The problem is made worse by another touted benefit of microservices: the idea that each service can be written using the best technology for that service. At huge companies where enormous scale often requires fine-tuned performance and careful alignment of technology to the problem domain, this is a benefit. However, at a smaller or mid-sized company it is usually more important to be able to build features quickly. In this case, even simple changes to multiple services require expertise from people in a variety of technologies, and sometimes from a variety of teams, which automatically expands the scope of the original feature request. With multiple teams involved, coordinating priorities and schedules.

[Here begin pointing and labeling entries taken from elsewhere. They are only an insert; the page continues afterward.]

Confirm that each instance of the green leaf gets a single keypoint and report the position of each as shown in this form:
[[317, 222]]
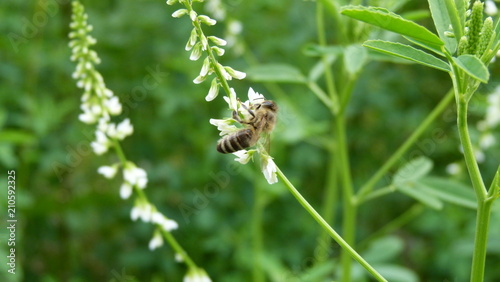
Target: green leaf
[[354, 58], [414, 190], [276, 73], [17, 137], [317, 71], [450, 191], [387, 20], [412, 171], [462, 6], [473, 66], [442, 22], [429, 46], [407, 52]]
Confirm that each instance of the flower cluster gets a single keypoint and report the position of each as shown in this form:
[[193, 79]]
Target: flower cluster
[[477, 36], [227, 126], [486, 128], [99, 105], [199, 43]]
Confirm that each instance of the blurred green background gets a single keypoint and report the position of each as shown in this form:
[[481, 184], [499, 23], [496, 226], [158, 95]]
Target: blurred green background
[[72, 224]]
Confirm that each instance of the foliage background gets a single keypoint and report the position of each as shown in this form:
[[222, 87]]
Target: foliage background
[[74, 227]]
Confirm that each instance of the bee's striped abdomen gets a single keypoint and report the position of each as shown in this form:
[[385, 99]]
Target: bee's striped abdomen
[[237, 141]]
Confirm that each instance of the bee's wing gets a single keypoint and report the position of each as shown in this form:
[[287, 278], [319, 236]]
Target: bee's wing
[[266, 141]]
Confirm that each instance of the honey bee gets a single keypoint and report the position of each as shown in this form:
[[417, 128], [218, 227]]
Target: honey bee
[[262, 120]]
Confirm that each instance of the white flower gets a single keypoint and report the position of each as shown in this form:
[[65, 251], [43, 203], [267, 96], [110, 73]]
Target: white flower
[[179, 13], [125, 190], [205, 68], [225, 126], [156, 241], [141, 210], [214, 90], [232, 101], [167, 224], [206, 20], [235, 27], [234, 73], [252, 95], [219, 51], [124, 129], [135, 175], [216, 8], [269, 169], [108, 171], [196, 53], [179, 257], [103, 123], [87, 117], [217, 40], [101, 145], [490, 8], [199, 79], [243, 156], [196, 275], [113, 105], [480, 157]]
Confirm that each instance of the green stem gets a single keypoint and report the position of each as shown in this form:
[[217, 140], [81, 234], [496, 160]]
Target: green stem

One startup I worked at had gone down the path of using multiple technologies. In some ways, this was good: high-throughput and data-intensive systems could be run in a language suited to that purpose (Scala), while a structured web application could be written in a language suited to that purpose (Python/Django). Unfortunately, adding a new feature to the web often required support from downstream backend services. Since Scala is a fairly challenging language, it was difficult for Python developers to make even relatively simple-seeming changes, and they were therefore forced to ask another team for help.
Of course there’s nothing wrong with teams helping each other, but when different teams have different KPIs, timelines and priorities, cross-team collaboration always adds overhead. This is one of the reasons larger companies with many loosely-coupled systems move more slowly.
Don’t ignore the problem
I’m not suggesting going back to a monolith is necessarily the right answer, but the problem can’t be ignored, either. Here are some tools I used to mitigate the increased scope caused my multiple services and technologies:
- Careful consideration of dependencies in planning. Dependencies must be anticipated so that downstream teams can be sure to allocate the resources necessary. Asking one team to drop what they are doing and work on something else is a formula for frustration and stalled projects. Making evaluation of these dependencies a part of the planning process makes all the difference.

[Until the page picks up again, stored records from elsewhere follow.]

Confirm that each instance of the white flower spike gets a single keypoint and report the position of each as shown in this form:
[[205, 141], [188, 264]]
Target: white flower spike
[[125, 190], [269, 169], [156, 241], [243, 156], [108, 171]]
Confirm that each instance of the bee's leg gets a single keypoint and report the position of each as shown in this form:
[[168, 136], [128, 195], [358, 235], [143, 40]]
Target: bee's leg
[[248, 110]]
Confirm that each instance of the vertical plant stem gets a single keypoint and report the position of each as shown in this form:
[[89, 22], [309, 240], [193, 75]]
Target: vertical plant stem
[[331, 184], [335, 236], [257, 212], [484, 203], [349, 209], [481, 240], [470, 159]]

- Structure teams with these challenges in mind. You don’t always have the luxury of staffing every team with someone who can work on each technology, but when you do, you can turn a dependency involving considerable amounts of work into a dependency involving just a PR review. This is a night and day difference in getting a product out the door quickly. Related options include creating temporary teams, or pools of resources that can be borrowed as needed. more about team structure
- Training. It’s possible to get everyone (or at least a critical mass) trained up on all the core technologies used by the company, and some companies do invest in this. At the Scala/Python company, really getting everyone up to speed on multiple languages would have required a significant investment, especially since Scala is not an easy language to master. Since we were usually able to solve the problem with team organization, training did not become a core part of my solution, but we did create opportunities for people who wanted to pursue this route themselves.
You might wonder if I considered undoing the MA transition entirely or finding some way to reduce the technological fragmentation. The truth is that the downsides, while challenging, were tractable and the upsides were significant: it’s hard to imagine how the company could have scaled without the transition. With 20/20 hindsight, however, I do think it’s possible to say that a narrower strategy aimed at fewer and more accessible technologies, and using Scala only where there was a particular strong argument for it, would have made the company as a whole more flexible and improved velocity.